The Fear of a Daughter

Author: Luna
last update Last Updated: 2024-12-28 07:20:31

“Do you think your tears are important to me?”

His voice snapped like a whip. Sharp. Icy. A cruel echo off the concrete walls.

My knees scraped raw against the cold basement floor, the sting sharp as glass. I didn’t look up. I couldn’t. The silence I clung to was brittle, threatening to shatter under the weight of my breath.

But he didn’t want silence.

“Answer me!”

A fist twisted into my hair, yanking my head up so fast I barely had time to gasp. My scalp burned. My throat closed. I choked on the cry clawing its way up.

His breath slammed into my face cheap whiskey and rotting anger. “Useless girl. Just like your mother.”

That name. That curse. It landed harder than his grip.

My mother had vanished when I was five, slipping away like smoke in the night. I had spent years wondering if she ran… or if she was thrown away like trash. Either way, she was gone and I had been left behind.

He flung me back, the force of it making my spine crack against the stone. I caught myself on trembling elbows, lips bleeding where I’d bitten them.

“I do everything for you,” he spat, pacing now, boots thudding like war drums. “And what do you give me? Trouble. Debt. Shame.”

My throat ached with the scream I kept buried.

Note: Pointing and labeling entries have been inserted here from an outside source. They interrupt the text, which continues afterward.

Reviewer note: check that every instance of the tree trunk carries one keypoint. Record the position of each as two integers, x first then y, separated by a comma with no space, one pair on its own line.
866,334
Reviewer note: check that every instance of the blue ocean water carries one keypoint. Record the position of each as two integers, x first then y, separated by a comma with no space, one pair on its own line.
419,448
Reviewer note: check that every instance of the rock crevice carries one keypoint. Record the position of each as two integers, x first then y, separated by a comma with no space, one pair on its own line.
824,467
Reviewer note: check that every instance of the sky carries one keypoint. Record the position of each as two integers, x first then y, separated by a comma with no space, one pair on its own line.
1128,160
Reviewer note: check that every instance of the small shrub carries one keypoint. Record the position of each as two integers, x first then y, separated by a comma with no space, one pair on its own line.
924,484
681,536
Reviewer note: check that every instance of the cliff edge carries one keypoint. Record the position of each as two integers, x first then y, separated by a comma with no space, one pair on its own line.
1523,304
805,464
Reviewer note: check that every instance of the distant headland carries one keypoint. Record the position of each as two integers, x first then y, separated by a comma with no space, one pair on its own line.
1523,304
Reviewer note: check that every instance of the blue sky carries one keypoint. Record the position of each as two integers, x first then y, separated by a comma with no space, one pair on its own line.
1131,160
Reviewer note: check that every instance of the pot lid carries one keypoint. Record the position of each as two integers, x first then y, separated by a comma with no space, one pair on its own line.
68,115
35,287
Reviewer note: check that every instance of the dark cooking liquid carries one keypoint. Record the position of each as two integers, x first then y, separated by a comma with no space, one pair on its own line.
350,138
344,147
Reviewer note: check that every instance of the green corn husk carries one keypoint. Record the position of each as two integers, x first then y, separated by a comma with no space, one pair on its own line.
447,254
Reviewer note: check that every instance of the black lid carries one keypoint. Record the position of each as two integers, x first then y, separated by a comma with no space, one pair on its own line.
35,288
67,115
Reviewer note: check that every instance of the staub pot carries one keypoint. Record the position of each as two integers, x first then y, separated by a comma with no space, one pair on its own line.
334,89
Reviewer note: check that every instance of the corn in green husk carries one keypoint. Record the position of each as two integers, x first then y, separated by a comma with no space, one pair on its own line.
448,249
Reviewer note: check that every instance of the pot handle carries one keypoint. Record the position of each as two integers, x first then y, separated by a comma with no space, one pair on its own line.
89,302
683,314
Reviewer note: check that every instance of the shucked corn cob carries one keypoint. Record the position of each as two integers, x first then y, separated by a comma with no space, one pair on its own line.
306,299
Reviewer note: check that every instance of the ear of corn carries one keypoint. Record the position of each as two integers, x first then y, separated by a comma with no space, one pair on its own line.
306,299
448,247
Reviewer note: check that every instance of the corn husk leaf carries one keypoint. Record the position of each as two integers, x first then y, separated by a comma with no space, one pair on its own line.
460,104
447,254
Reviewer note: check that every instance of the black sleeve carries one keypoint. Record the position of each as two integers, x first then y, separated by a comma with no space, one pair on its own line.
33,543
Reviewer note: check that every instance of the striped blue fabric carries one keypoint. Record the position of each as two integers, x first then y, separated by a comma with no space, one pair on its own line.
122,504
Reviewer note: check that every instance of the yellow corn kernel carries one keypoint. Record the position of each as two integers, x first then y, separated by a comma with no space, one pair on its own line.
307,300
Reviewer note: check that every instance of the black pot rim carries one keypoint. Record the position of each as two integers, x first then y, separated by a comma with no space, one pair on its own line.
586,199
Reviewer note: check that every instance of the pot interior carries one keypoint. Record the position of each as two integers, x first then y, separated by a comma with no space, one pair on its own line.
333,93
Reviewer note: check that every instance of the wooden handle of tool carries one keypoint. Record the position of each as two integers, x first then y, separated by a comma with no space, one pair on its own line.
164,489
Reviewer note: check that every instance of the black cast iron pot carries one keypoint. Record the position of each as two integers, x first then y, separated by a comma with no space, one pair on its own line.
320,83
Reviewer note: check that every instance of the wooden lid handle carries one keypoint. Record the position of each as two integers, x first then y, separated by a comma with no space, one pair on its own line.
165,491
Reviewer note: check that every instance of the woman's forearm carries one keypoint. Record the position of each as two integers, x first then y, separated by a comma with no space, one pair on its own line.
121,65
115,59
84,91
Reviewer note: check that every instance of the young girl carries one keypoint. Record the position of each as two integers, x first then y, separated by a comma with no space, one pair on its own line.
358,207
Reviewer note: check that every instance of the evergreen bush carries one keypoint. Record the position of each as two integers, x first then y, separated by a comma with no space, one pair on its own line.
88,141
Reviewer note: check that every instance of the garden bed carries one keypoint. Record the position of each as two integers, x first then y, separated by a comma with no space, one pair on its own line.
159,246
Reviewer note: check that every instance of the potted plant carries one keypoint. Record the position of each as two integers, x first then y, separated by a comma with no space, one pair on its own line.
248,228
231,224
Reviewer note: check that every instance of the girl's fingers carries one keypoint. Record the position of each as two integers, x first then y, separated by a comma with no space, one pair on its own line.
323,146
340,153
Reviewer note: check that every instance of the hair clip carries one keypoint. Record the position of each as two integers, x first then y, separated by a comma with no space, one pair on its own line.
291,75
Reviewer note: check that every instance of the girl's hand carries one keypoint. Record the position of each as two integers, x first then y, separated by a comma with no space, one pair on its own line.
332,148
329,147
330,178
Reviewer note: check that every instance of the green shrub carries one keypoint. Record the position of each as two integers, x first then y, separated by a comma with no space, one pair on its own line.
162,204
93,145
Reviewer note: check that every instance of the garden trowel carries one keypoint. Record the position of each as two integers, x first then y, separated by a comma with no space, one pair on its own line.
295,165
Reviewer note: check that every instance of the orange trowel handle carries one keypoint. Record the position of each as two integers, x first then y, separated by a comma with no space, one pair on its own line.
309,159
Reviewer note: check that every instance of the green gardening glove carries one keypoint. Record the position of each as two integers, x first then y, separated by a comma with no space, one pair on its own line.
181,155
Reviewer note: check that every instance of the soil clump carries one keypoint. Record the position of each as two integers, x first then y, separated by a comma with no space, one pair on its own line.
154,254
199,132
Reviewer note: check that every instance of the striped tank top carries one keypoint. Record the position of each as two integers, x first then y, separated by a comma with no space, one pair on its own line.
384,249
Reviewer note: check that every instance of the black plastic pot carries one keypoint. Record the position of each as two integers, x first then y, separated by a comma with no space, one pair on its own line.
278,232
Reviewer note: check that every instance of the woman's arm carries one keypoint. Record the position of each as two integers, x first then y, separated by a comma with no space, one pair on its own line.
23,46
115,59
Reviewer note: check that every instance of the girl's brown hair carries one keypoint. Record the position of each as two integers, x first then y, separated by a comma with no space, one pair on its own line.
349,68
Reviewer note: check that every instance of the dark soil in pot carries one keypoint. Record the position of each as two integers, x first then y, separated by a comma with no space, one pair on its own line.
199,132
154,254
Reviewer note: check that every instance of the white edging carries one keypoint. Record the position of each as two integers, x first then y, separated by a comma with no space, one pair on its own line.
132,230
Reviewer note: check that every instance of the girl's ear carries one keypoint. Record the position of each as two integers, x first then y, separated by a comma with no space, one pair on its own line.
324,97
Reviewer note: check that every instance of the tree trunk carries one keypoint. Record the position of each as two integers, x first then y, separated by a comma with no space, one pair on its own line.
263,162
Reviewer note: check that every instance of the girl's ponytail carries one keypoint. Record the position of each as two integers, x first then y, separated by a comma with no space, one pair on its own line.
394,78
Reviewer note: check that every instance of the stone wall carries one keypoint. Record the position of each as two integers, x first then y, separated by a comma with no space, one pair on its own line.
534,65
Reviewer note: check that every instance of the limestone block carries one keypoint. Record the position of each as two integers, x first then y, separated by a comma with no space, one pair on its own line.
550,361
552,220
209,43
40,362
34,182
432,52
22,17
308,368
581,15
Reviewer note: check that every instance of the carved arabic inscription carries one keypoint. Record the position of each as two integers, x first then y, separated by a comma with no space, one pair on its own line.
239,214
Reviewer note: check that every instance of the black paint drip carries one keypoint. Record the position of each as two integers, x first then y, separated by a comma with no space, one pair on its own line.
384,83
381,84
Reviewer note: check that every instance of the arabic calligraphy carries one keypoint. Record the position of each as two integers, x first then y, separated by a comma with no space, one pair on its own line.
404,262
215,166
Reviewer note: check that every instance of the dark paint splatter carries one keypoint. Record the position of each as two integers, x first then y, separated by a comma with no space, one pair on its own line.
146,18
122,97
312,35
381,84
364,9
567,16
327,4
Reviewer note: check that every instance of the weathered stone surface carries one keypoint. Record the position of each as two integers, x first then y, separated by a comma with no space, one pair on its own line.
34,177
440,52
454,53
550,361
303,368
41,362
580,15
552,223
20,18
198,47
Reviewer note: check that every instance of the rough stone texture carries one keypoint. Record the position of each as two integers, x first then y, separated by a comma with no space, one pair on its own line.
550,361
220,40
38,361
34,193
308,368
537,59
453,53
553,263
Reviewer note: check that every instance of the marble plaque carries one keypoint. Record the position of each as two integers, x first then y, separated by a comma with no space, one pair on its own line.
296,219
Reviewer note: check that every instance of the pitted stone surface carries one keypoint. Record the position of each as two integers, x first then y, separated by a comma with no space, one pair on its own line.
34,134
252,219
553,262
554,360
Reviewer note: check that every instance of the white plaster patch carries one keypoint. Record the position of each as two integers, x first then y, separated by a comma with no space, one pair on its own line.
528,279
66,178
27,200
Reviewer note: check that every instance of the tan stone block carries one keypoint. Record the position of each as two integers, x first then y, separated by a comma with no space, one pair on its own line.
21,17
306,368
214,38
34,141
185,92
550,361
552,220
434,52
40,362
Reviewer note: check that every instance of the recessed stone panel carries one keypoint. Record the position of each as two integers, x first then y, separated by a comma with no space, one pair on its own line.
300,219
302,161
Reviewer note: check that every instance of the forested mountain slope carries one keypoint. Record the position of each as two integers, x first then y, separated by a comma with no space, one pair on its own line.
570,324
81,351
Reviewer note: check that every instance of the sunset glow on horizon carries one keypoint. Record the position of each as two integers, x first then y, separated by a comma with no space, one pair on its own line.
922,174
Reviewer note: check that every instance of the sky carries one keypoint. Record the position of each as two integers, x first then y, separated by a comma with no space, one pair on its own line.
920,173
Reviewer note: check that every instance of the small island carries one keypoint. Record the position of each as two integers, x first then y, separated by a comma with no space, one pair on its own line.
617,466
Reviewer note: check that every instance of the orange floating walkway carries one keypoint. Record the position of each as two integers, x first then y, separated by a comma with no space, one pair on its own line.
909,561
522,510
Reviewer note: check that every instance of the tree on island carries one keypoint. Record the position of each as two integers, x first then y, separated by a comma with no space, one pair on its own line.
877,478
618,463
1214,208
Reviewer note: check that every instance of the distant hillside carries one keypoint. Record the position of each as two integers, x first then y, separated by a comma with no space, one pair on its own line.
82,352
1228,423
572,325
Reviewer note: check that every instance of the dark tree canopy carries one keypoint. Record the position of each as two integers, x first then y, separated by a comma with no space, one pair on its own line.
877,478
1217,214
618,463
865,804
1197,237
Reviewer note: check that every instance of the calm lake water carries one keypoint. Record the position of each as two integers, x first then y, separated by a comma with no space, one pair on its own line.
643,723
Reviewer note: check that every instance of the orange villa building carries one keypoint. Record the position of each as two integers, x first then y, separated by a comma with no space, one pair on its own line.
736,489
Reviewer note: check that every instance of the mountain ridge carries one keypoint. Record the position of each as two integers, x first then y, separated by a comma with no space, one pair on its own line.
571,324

“You sit here like a damn stray, soaking up my food, my air, and for what?” His hands clenched at his sides. “You think you’re above this? You think you deserve better?”

No.

Yes.

“I…..” My voice wavered.

Wrong move.

He spun, faster than I could flinch, and slapped the words out of my mouth. My head jerked to the side, the metallic taste of blood blooming instantly on my tongue. The room tilted.

“You’ll fix this,” he said, quieter now. The kind of quiet that froze your bones. “You hear me, Dysis?”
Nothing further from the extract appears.